Building on the research

There is also a vast body of health communications and psychology research on patient experience that we can use to build our knowledge about this rapidly evolving field, allowing us to create evidence-based communications programmes. For example, when developing lay summaries for clinical trials, we can tailor our messages to the health literacy skills of our audience; in designing a successful disease management campaign, we might consider the initial level of patient empowerment within a specific patient community; and when developing educational materials, we can co-create them with patients because this will result in content that leads to higher patient satisfaction.

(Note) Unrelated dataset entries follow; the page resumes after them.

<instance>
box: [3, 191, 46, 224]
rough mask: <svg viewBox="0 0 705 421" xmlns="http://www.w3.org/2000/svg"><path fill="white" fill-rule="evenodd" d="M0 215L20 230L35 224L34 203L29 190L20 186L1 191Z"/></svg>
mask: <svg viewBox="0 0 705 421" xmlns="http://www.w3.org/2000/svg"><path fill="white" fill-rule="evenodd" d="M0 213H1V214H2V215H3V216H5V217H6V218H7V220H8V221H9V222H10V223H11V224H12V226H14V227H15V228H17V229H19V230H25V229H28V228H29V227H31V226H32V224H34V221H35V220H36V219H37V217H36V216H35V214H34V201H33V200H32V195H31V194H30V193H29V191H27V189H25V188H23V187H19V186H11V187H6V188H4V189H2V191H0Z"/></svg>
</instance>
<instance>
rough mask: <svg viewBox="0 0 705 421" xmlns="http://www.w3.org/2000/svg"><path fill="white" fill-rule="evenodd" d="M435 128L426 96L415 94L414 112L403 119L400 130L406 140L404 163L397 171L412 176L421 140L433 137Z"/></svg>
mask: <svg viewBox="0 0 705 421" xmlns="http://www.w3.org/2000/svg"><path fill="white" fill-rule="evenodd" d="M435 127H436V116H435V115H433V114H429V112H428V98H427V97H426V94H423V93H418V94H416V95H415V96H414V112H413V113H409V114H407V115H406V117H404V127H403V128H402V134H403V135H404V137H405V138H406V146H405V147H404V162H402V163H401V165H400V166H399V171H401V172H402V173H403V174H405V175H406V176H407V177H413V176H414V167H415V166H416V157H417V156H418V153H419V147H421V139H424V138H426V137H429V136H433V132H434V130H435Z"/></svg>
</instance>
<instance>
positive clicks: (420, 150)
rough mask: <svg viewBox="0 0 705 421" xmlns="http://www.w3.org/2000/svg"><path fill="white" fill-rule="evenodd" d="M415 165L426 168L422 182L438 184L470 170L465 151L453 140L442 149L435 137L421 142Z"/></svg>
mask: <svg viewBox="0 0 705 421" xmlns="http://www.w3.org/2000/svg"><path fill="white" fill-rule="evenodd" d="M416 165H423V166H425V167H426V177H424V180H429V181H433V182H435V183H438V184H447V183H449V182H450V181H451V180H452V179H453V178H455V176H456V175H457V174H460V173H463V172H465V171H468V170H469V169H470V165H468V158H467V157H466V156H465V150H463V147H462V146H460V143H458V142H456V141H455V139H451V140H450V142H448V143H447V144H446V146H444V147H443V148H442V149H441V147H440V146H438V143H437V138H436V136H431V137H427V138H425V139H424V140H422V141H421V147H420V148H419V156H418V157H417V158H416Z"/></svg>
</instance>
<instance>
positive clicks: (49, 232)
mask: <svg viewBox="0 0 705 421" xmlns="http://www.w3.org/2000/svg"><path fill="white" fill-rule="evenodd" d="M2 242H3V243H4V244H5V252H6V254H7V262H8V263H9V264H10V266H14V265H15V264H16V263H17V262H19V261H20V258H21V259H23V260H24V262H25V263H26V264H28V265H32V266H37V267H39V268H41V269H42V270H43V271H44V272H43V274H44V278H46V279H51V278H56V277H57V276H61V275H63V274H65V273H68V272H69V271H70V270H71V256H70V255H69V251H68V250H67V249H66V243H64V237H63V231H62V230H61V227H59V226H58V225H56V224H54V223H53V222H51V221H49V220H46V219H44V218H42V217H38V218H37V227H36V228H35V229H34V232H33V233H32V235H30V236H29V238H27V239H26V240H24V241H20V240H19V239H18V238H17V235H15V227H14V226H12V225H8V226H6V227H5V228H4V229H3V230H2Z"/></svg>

Innovation to empower patients

Designing programmes that have a meaningful impact on patients’ lives can undoubtedly help us to reconnect with our purpose as healthcare communicators, but what does the future hold? Will we need training, just like medical professionals, to build our empathetic communications skills? How can we effectively combine patient insights with other disciplines such as analytics, digital, creative and new technologies to create even more impactful patient programmes? This is a rapidly evolving field with many examples of successful initiatives and further potential for innovative communications that can move the needle.

The growing patient voice has been one of the most significant disruptors to the healthcare system in the past decade and is likely to remain prominent in the coming years. As healthcare communications professionals, this provides us with an opportunity to master relevant new skills, gain new experiences and knowledge and bring greater satisfaction to our work.